Each core of the Atom 330 supports Intel’s Hyper-Threading technology, which creates a second virtual “core” in addition to each real one. Thus, any Windows system considers the Atom 330 to be a quad-core processor in terms of lining up CPU instructions. While explaining how Hyper-Threading works would take more time and space than we have in this article, this extra functionality can (depending on the application) increase the overall speed of multitasking or multi-threaded applications. It will be interesting to see and evaluate how a dual-core processor with Hyper-Threading performs, as this is the first Intel processor to support both of these multi-threading technologies.
The extra connectivity on the Little Falls 2 is a nice bonus to add to the dual-core Atom processor. Intel has added to the Little Falls 2 a rear-panel S-Video out, an extra internal USB header (bringing the total number of USB ports available to 8,) and full 6-channel HD audio through the internal headers. The 10/100 LAN port has been upgraded to a Realtek Gigabit LAN, which is a nice little boost for a board designed as a “Nettop” platform and is thus intended to be used in a segment of computers designed for Internet surfing.
Because the board layout is identical between the Little Falls and Little Falls 2, the Little Falls 2 fits effortlessly into our fanless Atom-GS-L05 system. This allows us to offer dual-core Intel processing power in a solid state system at a reasonable price point. For our non-fanless systems, the fact that Intel now uses lower-profile cooling solutions means that case compatibility is much less of an issue. This is a relief, since case compatibility was a HUGE sticking point for the original Little Falls.

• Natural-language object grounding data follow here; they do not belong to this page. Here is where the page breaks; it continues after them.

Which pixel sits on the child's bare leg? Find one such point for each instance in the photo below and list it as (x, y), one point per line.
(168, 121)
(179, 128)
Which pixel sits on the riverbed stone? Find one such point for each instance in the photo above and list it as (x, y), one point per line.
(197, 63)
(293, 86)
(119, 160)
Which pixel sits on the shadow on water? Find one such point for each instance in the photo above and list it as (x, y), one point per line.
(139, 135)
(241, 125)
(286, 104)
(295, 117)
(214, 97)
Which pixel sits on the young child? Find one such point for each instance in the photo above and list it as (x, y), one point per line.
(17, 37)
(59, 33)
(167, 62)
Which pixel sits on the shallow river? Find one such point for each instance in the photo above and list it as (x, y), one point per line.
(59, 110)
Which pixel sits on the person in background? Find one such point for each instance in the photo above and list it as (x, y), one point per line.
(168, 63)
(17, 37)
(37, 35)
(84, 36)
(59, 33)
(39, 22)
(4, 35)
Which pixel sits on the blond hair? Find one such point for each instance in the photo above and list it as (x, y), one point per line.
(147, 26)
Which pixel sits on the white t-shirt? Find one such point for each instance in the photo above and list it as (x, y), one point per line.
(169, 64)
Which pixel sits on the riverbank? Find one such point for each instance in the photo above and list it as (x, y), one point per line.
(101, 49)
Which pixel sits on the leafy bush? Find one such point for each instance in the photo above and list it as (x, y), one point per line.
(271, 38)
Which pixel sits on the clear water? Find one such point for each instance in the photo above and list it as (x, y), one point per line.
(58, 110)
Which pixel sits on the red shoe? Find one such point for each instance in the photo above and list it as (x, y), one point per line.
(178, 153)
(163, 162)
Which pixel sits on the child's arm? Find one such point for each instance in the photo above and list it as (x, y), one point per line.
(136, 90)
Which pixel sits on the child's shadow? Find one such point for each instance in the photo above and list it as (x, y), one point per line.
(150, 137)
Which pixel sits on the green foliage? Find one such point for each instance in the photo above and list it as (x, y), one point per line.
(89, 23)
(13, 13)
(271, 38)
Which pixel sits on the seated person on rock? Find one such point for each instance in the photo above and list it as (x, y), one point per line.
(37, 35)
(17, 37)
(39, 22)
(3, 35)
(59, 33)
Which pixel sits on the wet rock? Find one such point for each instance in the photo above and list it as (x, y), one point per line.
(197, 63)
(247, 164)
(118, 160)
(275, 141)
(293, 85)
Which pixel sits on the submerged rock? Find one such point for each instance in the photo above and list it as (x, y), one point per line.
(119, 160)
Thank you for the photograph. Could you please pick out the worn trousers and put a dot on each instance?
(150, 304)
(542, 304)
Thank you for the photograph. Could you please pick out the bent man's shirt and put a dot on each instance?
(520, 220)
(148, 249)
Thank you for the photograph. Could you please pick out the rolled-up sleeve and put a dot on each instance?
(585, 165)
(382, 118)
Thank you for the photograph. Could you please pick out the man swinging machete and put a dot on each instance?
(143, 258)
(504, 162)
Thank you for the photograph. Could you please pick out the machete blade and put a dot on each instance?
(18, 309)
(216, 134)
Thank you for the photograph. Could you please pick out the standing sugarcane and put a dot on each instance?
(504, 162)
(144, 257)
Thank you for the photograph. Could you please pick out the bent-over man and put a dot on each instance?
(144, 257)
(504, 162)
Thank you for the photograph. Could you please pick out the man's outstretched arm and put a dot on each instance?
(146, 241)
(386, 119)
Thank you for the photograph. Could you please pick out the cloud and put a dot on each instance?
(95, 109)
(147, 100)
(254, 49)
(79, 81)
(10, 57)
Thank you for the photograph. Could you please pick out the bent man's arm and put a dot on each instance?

The only real black mark on the new Little Falls 2 is the chipset, a weak point it shares with its little brother, the Little Falls 1. Certainly, the onboard connectivity and GMA 950 integrated graphics offered by the 945GC chipset is more than adequate for the overall level of performance the board can offer, but it is disappointing to see such a highly efficient CPU paired once again with a hungry and hot chipset—a 35 watt TDP power draw, compared to the low-powered 15W TDP SiS chipset Intel used on the Little Valleys.
In fact, the 945GC chipset uses more than four times more power than the processor. This means that, despite the extremely efficient Atom processors, both Little Falls boards draw more power than a VIA solution of equivalent performance. While the Little Falls is not explicitly targeted at VIA’s low-power/embedded market niche, it certainly seems like somewhat of a wasted opportunity to pair a brand new hyper-efficient processor with an ancient chipset.
All in all, the new D945GCLF2 “Little Falls 2” is a strong addition to Intel’s Nettop Mini-ITX product line. Dual-core capability, extra media connectivity, and an improved thermal solution address many of the concerns leveled at the initial Little Falls. While Intel unfortunately still insists on pairing an 8W processor with a 35W desktop chipset, this decision appears to help keep the price point of the board down to an extremely attractive level. Indeed, in terms of sheer bang for the buck, when building a basic Mini-ITX system, it’s hard to beat the Little Falls 2.